LE PRESIDENT.- Monsieur d’Ormesson, je ne prends pas du tout comme une plaisanterie ce que vous dites.
– J. D’ORMESSON.- Mais ce n’est pas une plaisanterie.
– LE PRESIDENT.- Je ne le prends pas comme cela, justement. Il fallait bien échanger quelques propos qui soulagent un peu la gravité de notre conversation et je prends très au sérieux ce que vous me dites. Je sais que c’est le sentiment d’un certain nombre de Français, de quelques intellectuels de talent d’ailleurs qui ne sont pas tous des adversaires à moi mais qui voudraient assurer à tous les coups le succès de l’Europe, de l’union européenne, c’est-à-dire du Traité de Maastricht.
– Si je dois nuire à ce point-là au Traité de Maastricht, je dois dire qu’il faut que je tienne le plus grand compte de l’avis de mes adversaires mais aussi des autres, mais croyez-vous qu’on en soit là ? D’autre part, est-ce que c’est vraiment mon rôle que de faire un plébiscite à l’envers ? Je me refuse à faire un plébiscite positif mais cela deviendrait un plébiscite négatif. Tous contre moi et ça marche bien ?
– J. D’ORMESSON.- C’est le risque des référendum.
– LE PRESIDENT.- C’est me réserver peut-être un sort un peu attristant mais dans ce que vous avez dit, je vois une part de vérité et d’émotion et croyez-moi, monsieur d’Ormesson, il nous reste quinze jours à trois semaines avant le vote, ce n’est pas du tout l’annonce que je prendrai la position que vous souhaitez mais je ne néglige pas l’avis d’hommes tels que vous lorsqu’il est exprimé de cette manière ; il y a même un côté émouvant. Cela dit, moi je ne vais pas quand même ajouter aussi au désordre, enfin. Si c’est le non, là vous ne dites rien.
– J. D’ORMESSON.- Non, non.
– LE PRESIDENT.- A vrai dire, quand même, cela paraîtrait plus logique, mais enfin, si c’est le oui eh bien, c’est que je ne m’étais pas tellement trompé, c’est donc parce que je ne me suis pas trompé qu’il faut que je m’en aille ? Laissez-moi quand même le temps de digérer tout cela.
(…)
J. D’ORMESSON.- Est-ce qu’il ne faudrait pas, non pas même des avions, mais simplement une parole, pour les Libanais ? Les Libanais sont victimes d’une agression caractérisée et il me semble que votre gouvernement n’a pas été suffisamment chaleureux à l’égard des Libanais qui souffrent d’une occupation étrangère.
– LE PRESIDENT.- Moi, je suis l’ami des Libanais.
– J. D’ORMESSON.- Dites-le, monsieur le Président.
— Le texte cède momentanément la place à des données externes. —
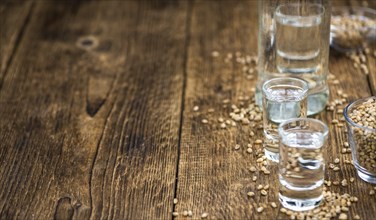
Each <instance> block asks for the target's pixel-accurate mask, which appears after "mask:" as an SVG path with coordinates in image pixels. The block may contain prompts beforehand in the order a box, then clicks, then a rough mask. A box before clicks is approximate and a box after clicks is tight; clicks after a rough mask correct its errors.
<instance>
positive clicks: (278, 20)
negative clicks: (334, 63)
mask: <svg viewBox="0 0 376 220" xmlns="http://www.w3.org/2000/svg"><path fill="white" fill-rule="evenodd" d="M324 11H325V9H324V7H323V6H322V5H319V4H308V5H305V7H302V6H301V5H300V4H284V5H280V6H279V7H278V8H277V10H276V12H275V18H276V64H277V69H278V71H279V72H282V73H296V74H301V77H303V78H310V77H311V75H315V73H316V72H318V71H320V68H321V67H320V66H321V55H322V53H321V44H320V42H321V27H320V25H322V24H323V20H324V19H323V15H324Z"/></svg>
– LE PRESIDENT.-… qu’ils soient chrétiens ou musulmans et j’ai beaucoup d’affection, en particulier, pour les Libanais chrétiens, parce qu’il y a tellement d’affinités anciennes, de causes culturelles et cultuelles qui nous unissent, qu’il ne faut vraiment pas avoir l’air de les ignorer, loin de là. Je suis prêt à leur dire ce mot d’amitié et, en particulier, si je n’ai pas eu l’occasion de m’exprimer, vous me fournissez cette occasion et je vous remercie. Je crois déplorables des élections législatives en présence d’une armée étrangère.
– J. D’ORMESSON.- Merci, monsieur le Président.